Gold Extends Record-Breaking Rally On Fed Easing Expectations, Safe-Haven Demand

  • Gold hits a fresh all-time high at $3,728 on Monday, extending gains for a sixth straight week.
  • US Dollar and Treasury yields ease at the start of the week, adding fresh support to bullion.
  • Fed Chair Jerome Powell speaks on Tuesday, alongside several other Fed officials throughout the week.

Gold (XAU/USD) continues its record-breaking rally on Monday, extending gains for the sixth straight week as dovish Federal Reserve (Fed) expectations and robust safe-haven flows keep demand elevated. At the time of writing, XAU/USD is trading around $3,715 after setting a fresh all-time high at $3,728 earlier in the day.

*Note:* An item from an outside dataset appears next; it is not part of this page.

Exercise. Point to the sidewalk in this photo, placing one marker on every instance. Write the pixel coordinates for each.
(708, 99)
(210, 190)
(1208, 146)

The latest leg higher is underpinned by growing market conviction that the Fed could deliver additional easing before year-end. While last week’s 25 basis points (bps) interest rate cut by the central bank was widely anticipated, investors are increasingly pricing in the possibility of two more reductions in October and December, even as Fed Chair Jerome Powell has stressed that future policy moves remain data-dependent.

Gold’s rally shows no signs of slowing, with the metal up more than 40% year-to-date as a combination of global risks drives demand. Beyond the expectations of further Fed easing, persistent geopolitical tensions, ongoing central bank accumulation, robust inflows into Gold-backed Exchange Traded Funds (ETFs), and uncertainty surrounding US tariff policy have all added momentum to bullion’s record-breaking run.

Looking ahead, no major US economic data is scheduled for release on Monday, but all eyes will be on a wave of Fed speeches due later in the day. Market participants will parse remarks from New York Fed President John Williams, along with speeches from St. Louis Fed President Alberto Musalem, Richmond Fed President Thomas Barkin, Fed Governor Adriana Hammack, and Fed Governor Stephen Miran for signals on how policymakers are assessing the evolving economic outlook after last week’s cautious rate cut.
 

Market movers: Busy US calendar ahead with Powell, GDP, and PCE in focus

  • On Wednesday, the Federal Open Market Committee (FOMC) lowered the federal funds rate by 25 basis points to a target range of 4.00%-4.25%. In its statement, the Fed said that economic activity has moderated in recent months and that job growth is slowing as labor market conditions soften. Policymakers highlighted that inflation has come down from its highs but is still above the 2% goal, while also warning that risks to employment are becoming more pronounced.
  • The latest CFTC Commitments of Traders (COT) report, published on Friday for the week ending September 16, showed speculators holding a net long position of 266,410 contracts in Gold (COMEX futures). Long positions increased by 1,903 contracts, while shorts declined by 2,767 contracts.
  • Commercial hedgers added 33,013 new short positions, and total open interest rose by 6,596 contracts to 516,221. The data points to fresh inflows into the futures market as Gold trades at record highs, with commercials ramping up hedging activity against further price gains.
  • The US Dollar (USD) and Treasury yields ease on Monday, snapping a three-day winning streak. The US Dollar index (DXY), which tracks the Greenback's value against a basket of six major currencies, is hovering near 97.50, while yields remain subdued across the curve, adding fresh support to Gold at record highs.
  • This week’s US economic calendar is packed with key events. On Tuesday, September preliminaries S&P Global Purchasing Managers Indexes (PMIs) will be released, alongside remarks from Fed Chair Jerome Powell and other policymakers. On Thursday, attention will shift to the second-quarter annualized Gross Domestic Product (GDP), Durable Goods Orders, and the weekly Initial Jobless Claims. The week will conclude on Friday with the core Personal Consumption Expenditures (PCE) Price Index, the Fed’s preferred inflation measure, while several other Fed officials are also scheduled to cross the wires throughout the week.
     

Technical analysis: XAU/USD extends record-breaking run, key support at $3,700

(Click on image to enlarge)


XAU/USD is trading at record highs after breaking above its previous peak at $3,703, confirming bullish momentum. The breakout has extended the metal’s record-breaking rally, with buyers firmly in control as it pushes into uncharted territory.

On the downside, immediate support is now seen at $3,700, which has turned into a key pivot after the breakout above $3,703. The 21-period Simple Moving Average (SMA) on the 4-hour chart around $3,673 offers the next cushion, while a stronger floor lies near $3,630, which marks the base of the prior consolidation zone, reinforced by the 100-period SMA at $3,611.

Momentum indicators back the bullish case. The Relative Strength Index (RSI) is holding above 70, signaling strong upward momentum even as conditions stretch into overbought territory. The Moving Average Convergence Divergence (MACD) is also trending higher, with widening green histogram bars suggesting continued positive momentum. As long as Gold stays above $3,700, bulls are likely to target further gains toward fresh record levels.